“Tu m’avais promis de ne pas me tuer en partant…” “Et je devais aussi t’être fidèle…” In: Ma nuit avec Gilbert. Ed: Mercure de France. Prix: Illimité.

“Ne s’épousent-ils pas? Ne me quitte pas, ne me quitte pas, ne me quitte pas, ne me quitte pas”. Jacques Brel: Ne me quitte pas.

“Concret est l’objet qui ne se détruit pas lui-même” Gilbert Simondon. Du mode d’existence des objets techniques.

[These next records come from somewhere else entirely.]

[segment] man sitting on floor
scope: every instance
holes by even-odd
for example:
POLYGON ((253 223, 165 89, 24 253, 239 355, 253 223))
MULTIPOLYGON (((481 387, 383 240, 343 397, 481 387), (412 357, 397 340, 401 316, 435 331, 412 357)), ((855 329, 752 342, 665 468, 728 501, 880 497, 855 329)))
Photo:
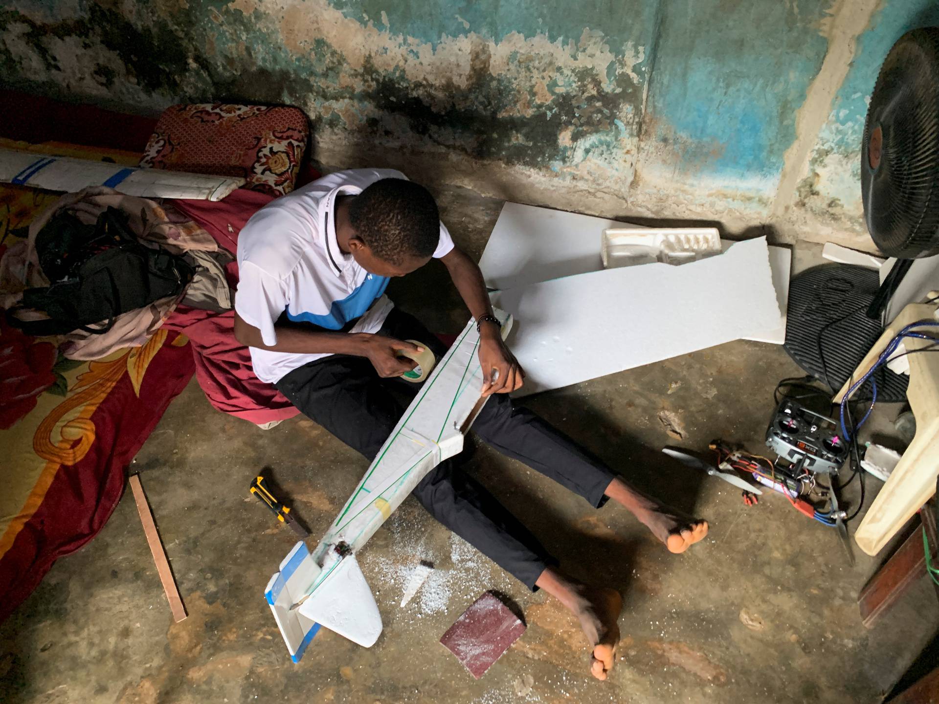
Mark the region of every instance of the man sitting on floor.
MULTIPOLYGON (((331 174, 261 208, 239 237, 240 283, 235 334, 251 347, 254 373, 336 437, 374 459, 404 408, 392 389, 414 362, 398 357, 423 342, 445 348, 384 296, 390 277, 431 258, 446 266, 480 331, 483 407, 472 430, 593 506, 624 506, 673 553, 707 534, 705 521, 629 486, 599 459, 506 395, 525 374, 502 342, 479 268, 454 246, 433 196, 403 174, 359 169, 331 174)), ((562 572, 533 535, 482 485, 444 461, 414 496, 437 520, 531 589, 544 589, 579 620, 593 648, 591 671, 607 679, 619 640, 618 591, 562 572)))

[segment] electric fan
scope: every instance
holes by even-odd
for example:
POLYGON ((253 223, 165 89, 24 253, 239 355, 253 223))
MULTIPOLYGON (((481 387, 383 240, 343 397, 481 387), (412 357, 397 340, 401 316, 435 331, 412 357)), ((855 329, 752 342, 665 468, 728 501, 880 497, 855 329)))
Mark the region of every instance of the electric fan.
MULTIPOLYGON (((870 237, 897 258, 883 284, 850 265, 818 267, 790 284, 786 351, 833 391, 880 336, 913 260, 939 254, 939 27, 907 32, 884 61, 864 126, 861 188, 870 237)), ((878 375, 879 399, 905 400, 906 376, 878 375)))

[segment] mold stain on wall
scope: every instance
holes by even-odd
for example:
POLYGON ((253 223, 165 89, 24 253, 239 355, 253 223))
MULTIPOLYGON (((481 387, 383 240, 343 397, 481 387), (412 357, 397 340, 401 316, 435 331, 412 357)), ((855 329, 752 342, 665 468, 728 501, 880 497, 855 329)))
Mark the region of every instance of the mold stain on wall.
POLYGON ((833 8, 867 1, 12 0, 0 70, 135 112, 290 103, 331 166, 731 231, 770 221, 787 150, 812 140, 796 234, 827 219, 860 238, 847 164, 868 73, 929 0, 881 0, 824 127, 796 134, 795 115, 833 8))

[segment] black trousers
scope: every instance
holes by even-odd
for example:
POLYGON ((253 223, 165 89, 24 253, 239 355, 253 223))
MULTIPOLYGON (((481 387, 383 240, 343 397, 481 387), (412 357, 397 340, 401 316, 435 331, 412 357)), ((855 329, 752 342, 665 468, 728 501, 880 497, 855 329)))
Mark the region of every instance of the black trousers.
MULTIPOLYGON (((396 308, 379 334, 418 340, 438 359, 446 352, 423 325, 396 308)), ((276 386, 304 415, 371 461, 405 410, 393 389, 414 396, 421 385, 382 379, 363 357, 332 355, 293 370, 276 386)), ((472 430, 502 454, 550 477, 593 506, 606 501, 612 470, 531 411, 516 407, 506 394, 489 399, 472 430)), ((557 564, 517 518, 449 460, 432 469, 413 493, 437 520, 531 589, 545 568, 557 564)))

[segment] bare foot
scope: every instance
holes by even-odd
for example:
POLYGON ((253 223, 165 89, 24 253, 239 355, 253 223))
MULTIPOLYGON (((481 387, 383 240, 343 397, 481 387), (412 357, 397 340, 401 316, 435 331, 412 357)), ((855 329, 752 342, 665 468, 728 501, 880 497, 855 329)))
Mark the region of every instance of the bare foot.
POLYGON ((580 604, 574 613, 580 621, 584 635, 593 648, 590 671, 597 680, 606 680, 616 660, 620 642, 617 620, 623 609, 623 597, 616 589, 582 588, 580 604))
POLYGON ((610 482, 606 494, 632 512, 670 552, 684 553, 707 535, 707 521, 680 515, 619 478, 610 482))
POLYGON ((669 552, 684 553, 707 535, 707 521, 695 518, 682 521, 669 531, 665 546, 669 548, 669 552))

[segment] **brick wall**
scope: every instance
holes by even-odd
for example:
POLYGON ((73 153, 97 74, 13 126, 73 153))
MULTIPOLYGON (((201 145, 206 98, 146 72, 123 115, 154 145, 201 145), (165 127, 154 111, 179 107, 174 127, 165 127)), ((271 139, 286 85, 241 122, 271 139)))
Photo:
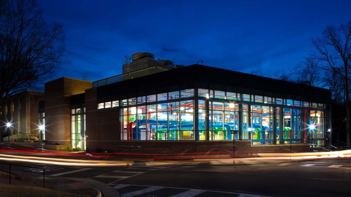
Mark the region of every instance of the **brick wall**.
POLYGON ((71 145, 70 96, 92 86, 92 82, 66 77, 45 84, 45 132, 49 143, 71 145))
MULTIPOLYGON (((257 146, 250 144, 250 141, 236 141, 236 155, 245 156, 257 153, 290 152, 289 144, 257 146)), ((87 147, 90 151, 98 148, 111 150, 117 152, 150 154, 152 156, 164 154, 177 156, 232 155, 233 151, 232 141, 113 141, 106 137, 104 140, 87 141, 87 147)), ((308 152, 310 151, 310 148, 306 144, 292 144, 291 150, 293 152, 308 152)))

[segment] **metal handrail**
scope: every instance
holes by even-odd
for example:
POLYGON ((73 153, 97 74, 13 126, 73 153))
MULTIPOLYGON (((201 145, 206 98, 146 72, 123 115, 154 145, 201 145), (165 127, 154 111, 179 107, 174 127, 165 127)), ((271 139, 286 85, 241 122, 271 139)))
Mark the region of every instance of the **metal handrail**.
POLYGON ((36 167, 32 167, 31 166, 28 166, 27 165, 17 165, 15 164, 11 164, 10 163, 0 163, 0 164, 5 164, 6 165, 9 165, 9 181, 10 184, 11 184, 11 165, 16 165, 17 166, 21 166, 22 167, 26 167, 28 168, 36 168, 37 169, 40 169, 41 170, 43 170, 43 188, 45 188, 45 168, 37 168, 36 167))

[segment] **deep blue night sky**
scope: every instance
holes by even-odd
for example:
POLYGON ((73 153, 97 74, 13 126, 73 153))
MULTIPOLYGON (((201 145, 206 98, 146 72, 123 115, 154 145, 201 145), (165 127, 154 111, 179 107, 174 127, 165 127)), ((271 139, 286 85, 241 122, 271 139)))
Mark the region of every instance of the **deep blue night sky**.
POLYGON ((268 75, 303 60, 326 26, 351 20, 350 1, 168 1, 40 0, 47 21, 63 24, 71 53, 54 78, 117 75, 125 56, 147 51, 268 75))

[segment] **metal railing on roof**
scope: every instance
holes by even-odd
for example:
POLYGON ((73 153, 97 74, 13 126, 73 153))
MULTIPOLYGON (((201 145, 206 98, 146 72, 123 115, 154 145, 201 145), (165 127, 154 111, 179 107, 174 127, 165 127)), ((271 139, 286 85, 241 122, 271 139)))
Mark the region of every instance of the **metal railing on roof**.
POLYGON ((163 68, 153 66, 97 81, 93 82, 93 86, 94 87, 98 87, 167 70, 163 68))

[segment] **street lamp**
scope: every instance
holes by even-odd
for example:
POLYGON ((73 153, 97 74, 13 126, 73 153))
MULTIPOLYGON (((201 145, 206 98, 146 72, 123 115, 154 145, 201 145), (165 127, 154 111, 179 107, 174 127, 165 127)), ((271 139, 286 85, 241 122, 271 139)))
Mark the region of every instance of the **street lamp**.
POLYGON ((312 143, 311 144, 312 145, 312 152, 313 152, 313 130, 316 128, 316 126, 314 124, 313 124, 310 125, 309 127, 310 130, 311 131, 311 137, 312 139, 312 143))
POLYGON ((11 123, 10 123, 9 122, 8 122, 7 123, 6 123, 6 126, 7 127, 6 128, 6 129, 7 129, 8 130, 9 128, 10 128, 10 130, 8 130, 8 143, 10 143, 10 134, 11 134, 10 133, 10 132, 11 131, 11 123))

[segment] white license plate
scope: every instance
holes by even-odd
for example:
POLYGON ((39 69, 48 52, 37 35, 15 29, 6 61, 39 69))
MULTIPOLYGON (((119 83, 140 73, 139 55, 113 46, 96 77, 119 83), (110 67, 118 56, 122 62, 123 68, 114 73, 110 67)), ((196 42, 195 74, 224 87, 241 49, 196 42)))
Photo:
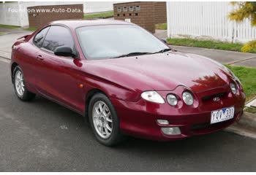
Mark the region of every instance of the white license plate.
POLYGON ((212 111, 211 114, 211 124, 226 121, 234 117, 235 108, 223 108, 212 111))

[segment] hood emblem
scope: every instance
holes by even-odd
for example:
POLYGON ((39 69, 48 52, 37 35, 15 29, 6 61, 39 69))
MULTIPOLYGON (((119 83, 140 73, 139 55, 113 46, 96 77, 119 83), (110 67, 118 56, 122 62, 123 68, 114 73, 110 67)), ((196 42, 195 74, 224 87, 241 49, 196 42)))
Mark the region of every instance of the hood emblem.
POLYGON ((220 99, 219 99, 219 97, 214 97, 214 99, 212 100, 214 102, 217 102, 219 101, 220 99))

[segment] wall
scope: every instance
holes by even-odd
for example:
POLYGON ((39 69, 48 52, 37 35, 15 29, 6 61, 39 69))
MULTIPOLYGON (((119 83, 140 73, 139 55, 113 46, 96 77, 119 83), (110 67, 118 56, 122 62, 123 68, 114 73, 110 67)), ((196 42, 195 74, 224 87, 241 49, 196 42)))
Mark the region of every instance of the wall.
POLYGON ((154 27, 154 2, 127 2, 114 4, 115 20, 130 19, 130 22, 135 23, 151 33, 155 32, 154 27), (133 10, 129 9, 133 7, 133 10), (136 8, 139 7, 139 9, 136 8), (118 12, 118 8, 121 11, 118 12), (127 10, 124 10, 127 8, 127 10))
POLYGON ((81 19, 83 18, 83 4, 36 6, 28 7, 29 27, 39 28, 45 24, 58 20, 81 19), (53 10, 55 10, 53 12, 53 10), (63 10, 62 12, 61 10, 63 10), (43 11, 42 11, 43 10, 43 11), (45 12, 49 10, 51 12, 45 12), (58 10, 58 12, 57 12, 58 10), (68 10, 75 10, 74 12, 68 10))
POLYGON ((151 33, 155 32, 155 24, 166 23, 166 2, 125 2, 114 4, 113 6, 115 20, 130 19, 131 23, 151 33), (130 10, 130 7, 133 7, 133 10, 130 10), (140 9, 137 10, 136 7, 140 7, 140 9), (120 12, 118 8, 121 8, 120 12))
POLYGON ((154 4, 154 23, 156 24, 165 23, 166 19, 166 2, 159 1, 154 4))
POLYGON ((85 13, 113 10, 113 1, 20 1, 0 4, 0 24, 18 26, 29 26, 27 7, 45 5, 83 4, 85 13), (15 12, 8 11, 10 8, 15 12))
POLYGON ((248 20, 236 23, 227 19, 233 7, 226 1, 168 1, 168 37, 192 37, 246 42, 255 39, 248 20))

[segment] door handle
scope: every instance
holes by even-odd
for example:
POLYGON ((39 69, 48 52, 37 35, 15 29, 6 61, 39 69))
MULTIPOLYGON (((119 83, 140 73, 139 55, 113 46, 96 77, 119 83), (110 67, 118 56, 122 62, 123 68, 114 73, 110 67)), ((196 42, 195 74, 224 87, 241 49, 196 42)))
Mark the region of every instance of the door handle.
POLYGON ((37 55, 37 58, 38 60, 39 60, 39 61, 43 61, 43 60, 44 60, 44 58, 42 58, 42 56, 40 55, 37 55))

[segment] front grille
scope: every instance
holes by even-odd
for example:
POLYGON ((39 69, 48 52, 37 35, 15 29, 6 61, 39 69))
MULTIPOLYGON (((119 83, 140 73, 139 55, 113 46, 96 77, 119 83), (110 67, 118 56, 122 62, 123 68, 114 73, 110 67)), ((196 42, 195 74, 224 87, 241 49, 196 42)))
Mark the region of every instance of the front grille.
POLYGON ((202 101, 203 102, 211 100, 211 98, 213 98, 214 97, 219 97, 219 98, 223 98, 226 94, 227 94, 227 93, 220 93, 212 94, 210 96, 206 96, 202 97, 202 101))

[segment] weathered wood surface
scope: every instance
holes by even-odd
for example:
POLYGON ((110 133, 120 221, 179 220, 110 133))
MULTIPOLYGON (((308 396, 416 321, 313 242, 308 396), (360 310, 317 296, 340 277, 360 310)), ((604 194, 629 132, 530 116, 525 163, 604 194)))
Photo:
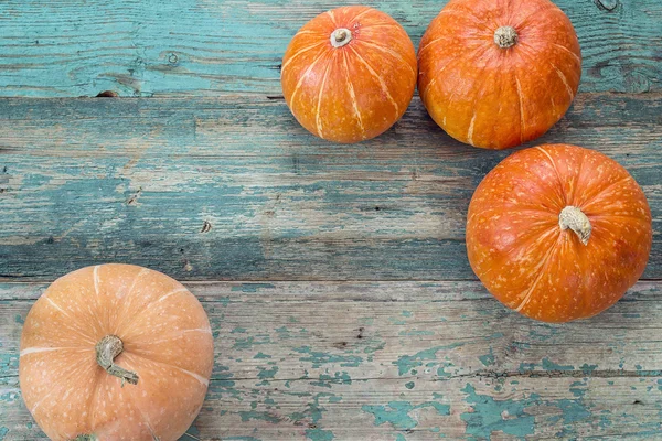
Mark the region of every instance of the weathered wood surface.
MULTIPOLYGON (((583 94, 538 142, 597 149, 643 187, 662 278, 662 95, 583 94)), ((510 152, 446 136, 415 98, 357 146, 279 99, 0 100, 0 277, 122 261, 180 280, 474 279, 480 180, 510 152)))
MULTIPOLYGON (((418 45, 447 1, 365 1, 418 45)), ((580 92, 662 89, 662 2, 555 0, 584 56, 580 92)), ((0 2, 1 96, 278 94, 296 31, 351 0, 0 2), (47 3, 47 4, 46 4, 47 3)))
MULTIPOLYGON (((662 282, 564 325, 510 312, 478 282, 188 286, 216 365, 182 441, 662 438, 662 282)), ((44 288, 0 283, 0 439, 43 438, 17 372, 44 288)))

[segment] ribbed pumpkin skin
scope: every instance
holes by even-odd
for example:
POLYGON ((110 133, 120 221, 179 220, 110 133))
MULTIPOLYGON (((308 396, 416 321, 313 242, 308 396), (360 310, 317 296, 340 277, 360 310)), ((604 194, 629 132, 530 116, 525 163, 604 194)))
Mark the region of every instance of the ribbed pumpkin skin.
POLYGON ((469 205, 471 268, 508 308, 545 322, 595 315, 616 303, 645 268, 651 211, 616 161, 568 144, 512 154, 480 183, 469 205), (590 220, 587 245, 559 214, 590 220))
POLYGON ((210 322, 182 284, 158 271, 102 265, 51 284, 21 336, 25 406, 52 440, 175 441, 202 407, 214 361, 210 322), (96 362, 95 345, 117 335, 115 363, 138 374, 125 384, 96 362))
POLYGON ((451 0, 418 50, 418 92, 455 139, 506 149, 531 141, 567 111, 579 86, 581 53, 569 19, 548 0, 451 0), (494 33, 515 29, 500 47, 494 33))
POLYGON ((324 12, 301 28, 282 58, 281 84, 292 115, 320 138, 374 138, 405 114, 416 88, 416 51, 389 15, 366 7, 324 12), (352 40, 334 47, 331 35, 352 40))

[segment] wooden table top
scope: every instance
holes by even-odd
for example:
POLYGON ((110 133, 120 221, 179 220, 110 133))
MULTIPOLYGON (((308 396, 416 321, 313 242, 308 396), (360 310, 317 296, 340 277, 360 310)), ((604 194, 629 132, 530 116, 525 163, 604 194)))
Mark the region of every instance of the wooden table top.
MULTIPOLYGON (((556 0, 583 78, 535 143, 619 161, 654 229, 643 279, 563 325, 506 310, 467 261, 471 194, 512 151, 451 140, 418 97, 356 146, 289 114, 289 40, 348 2, 39 3, 0 2, 0 440, 45 439, 18 380, 30 306, 108 261, 177 278, 210 315, 182 441, 662 439, 662 2, 556 0)), ((367 2, 416 45, 445 3, 367 2)))

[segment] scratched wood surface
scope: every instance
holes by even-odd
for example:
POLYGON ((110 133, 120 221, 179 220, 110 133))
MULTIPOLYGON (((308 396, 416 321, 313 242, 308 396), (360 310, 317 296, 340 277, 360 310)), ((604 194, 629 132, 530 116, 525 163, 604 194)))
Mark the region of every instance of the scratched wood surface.
MULTIPOLYGON (((662 94, 581 94, 537 142, 623 164, 653 209, 662 279, 662 94)), ((418 98, 360 146, 264 97, 0 100, 0 276, 108 260, 181 280, 474 279, 473 189, 509 152, 452 141, 418 98)))
MULTIPOLYGON (((60 0, 0 2, 0 95, 279 93, 289 40, 353 0, 60 0)), ((446 1, 364 1, 418 44, 446 1)), ((659 0, 556 0, 584 56, 580 92, 662 88, 659 0)))
MULTIPOLYGON (((566 325, 505 310, 467 262, 469 200, 510 152, 455 142, 418 98, 357 146, 289 115, 289 39, 345 3, 0 2, 0 441, 44 439, 18 384, 31 304, 105 261, 188 281, 210 315, 181 441, 662 439, 662 3, 556 0, 583 79, 535 143, 618 160, 654 229, 642 281, 566 325), (77 98, 103 90, 124 98, 77 98)), ((416 45, 445 3, 367 2, 416 45)))
MULTIPOLYGON (((216 364, 182 441, 662 433, 661 282, 565 325, 509 312, 472 281, 188 286, 210 315, 216 364)), ((0 284, 9 439, 43 437, 20 400, 15 354, 44 288, 0 284)))

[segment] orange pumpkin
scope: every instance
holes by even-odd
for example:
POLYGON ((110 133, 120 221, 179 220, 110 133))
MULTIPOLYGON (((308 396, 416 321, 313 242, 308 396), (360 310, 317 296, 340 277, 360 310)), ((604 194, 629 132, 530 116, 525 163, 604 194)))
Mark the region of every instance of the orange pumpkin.
POLYGON ((297 32, 282 58, 285 100, 308 131, 335 142, 374 138, 405 114, 416 51, 391 17, 366 7, 324 12, 297 32))
POLYGON ((581 76, 573 24, 549 0, 451 0, 418 50, 418 92, 455 139, 533 140, 568 110, 581 76))
POLYGON ((634 179, 575 146, 512 154, 469 205, 471 268, 506 306, 545 322, 611 306, 641 277, 651 245, 651 211, 634 179))
POLYGON ((129 265, 57 279, 21 336, 23 399, 52 440, 174 441, 200 411, 212 366, 195 297, 129 265))

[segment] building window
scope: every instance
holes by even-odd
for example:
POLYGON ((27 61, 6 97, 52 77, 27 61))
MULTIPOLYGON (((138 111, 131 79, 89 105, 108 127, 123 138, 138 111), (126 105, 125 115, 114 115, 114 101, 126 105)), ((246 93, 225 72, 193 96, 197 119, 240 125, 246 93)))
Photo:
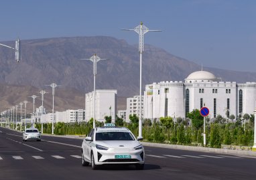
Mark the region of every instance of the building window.
POLYGON ((202 104, 203 104, 203 100, 202 98, 200 99, 200 108, 202 108, 202 104))
POLYGON ((227 99, 227 117, 229 118, 229 106, 230 106, 230 100, 229 98, 227 99))
POLYGON ((243 90, 239 90, 239 117, 242 116, 242 112, 243 112, 243 90))
POLYGON ((216 118, 216 98, 213 99, 213 117, 216 118))
POLYGON ((187 114, 190 112, 190 90, 189 89, 186 90, 185 112, 186 112, 186 116, 187 114))

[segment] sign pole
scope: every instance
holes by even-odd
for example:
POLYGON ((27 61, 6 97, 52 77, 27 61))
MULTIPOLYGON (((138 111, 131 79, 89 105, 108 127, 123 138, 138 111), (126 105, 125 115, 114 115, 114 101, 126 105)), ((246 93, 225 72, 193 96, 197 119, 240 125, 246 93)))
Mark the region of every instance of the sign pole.
POLYGON ((205 116, 204 116, 204 147, 206 145, 206 135, 205 134, 205 116))
POLYGON ((201 114, 201 116, 204 117, 204 147, 206 145, 206 134, 205 134, 205 117, 209 115, 210 110, 206 107, 202 107, 200 110, 200 114, 201 114))

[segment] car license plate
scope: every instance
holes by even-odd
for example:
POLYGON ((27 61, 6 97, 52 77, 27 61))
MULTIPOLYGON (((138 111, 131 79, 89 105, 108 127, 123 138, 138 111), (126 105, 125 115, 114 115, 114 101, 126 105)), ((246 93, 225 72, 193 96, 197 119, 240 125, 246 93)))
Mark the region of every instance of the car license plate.
POLYGON ((115 159, 131 159, 131 155, 115 155, 115 159))

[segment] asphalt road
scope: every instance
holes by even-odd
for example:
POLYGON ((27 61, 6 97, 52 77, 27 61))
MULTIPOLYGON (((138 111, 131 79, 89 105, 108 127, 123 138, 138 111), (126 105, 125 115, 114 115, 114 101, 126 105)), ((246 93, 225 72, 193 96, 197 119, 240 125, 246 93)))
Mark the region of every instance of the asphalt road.
POLYGON ((22 141, 0 127, 0 179, 256 179, 256 157, 145 147, 145 165, 81 165, 82 140, 22 141))

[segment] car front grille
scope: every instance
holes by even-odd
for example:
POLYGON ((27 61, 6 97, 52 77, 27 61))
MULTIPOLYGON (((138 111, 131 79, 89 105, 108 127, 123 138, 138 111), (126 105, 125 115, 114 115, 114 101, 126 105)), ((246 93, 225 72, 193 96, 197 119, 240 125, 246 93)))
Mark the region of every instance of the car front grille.
POLYGON ((106 159, 103 161, 103 162, 106 162, 106 163, 126 163, 126 162, 138 162, 139 161, 137 159, 106 159))

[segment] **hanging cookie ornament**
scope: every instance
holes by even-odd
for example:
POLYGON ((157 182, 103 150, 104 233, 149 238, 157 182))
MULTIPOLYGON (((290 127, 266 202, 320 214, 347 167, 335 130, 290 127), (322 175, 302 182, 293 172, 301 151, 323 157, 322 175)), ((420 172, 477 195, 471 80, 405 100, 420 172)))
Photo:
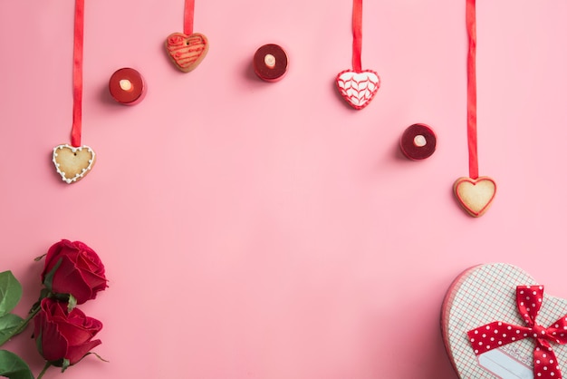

   Et ce n’est que maintenant -que le temps passe vite et lentement à la fois, diable, quand on ne le compte pas – que je trouve le courage de parler, de dire, de donner à mon chagrin des mots. Car voilà, j’étais seule, et ma foi, heureuse d’exister, puisqu’ainsi en avaient voulu le Seigneur et mes parents et la pente glissante savonnée de la santé, et puis il fallut un homme, et je dis bien un homme, en insistant autant sur le Un que sur l’Homme, pour que mon âme saigne et que soit douloureuse ma paisible existence. Je ne vis plus, mes âmes, mes amis, je brûle du dedans. Il m’a quittée.

   Et qu’est-ce qu’une nuit? O rossignols, retenez vos harangues ! Je ne veux pas de soleil, car je sais qu’au matin, au matin, il partira. Et je n’aurais de lui -persistance rétinienne – qu’une image brillante de silhouette découpée, masquant d’indifférence le goudron brûlant et fondu: c’est Gilbert qui s’en va, et il tient à la main son chapeau qu’il balance, négligeant, et il fume négligeant sa première cigarette, négligeant, et il tourne au coin de la rue fatidique et la lumière l’embrasse, et moi, misérable, je suis seule.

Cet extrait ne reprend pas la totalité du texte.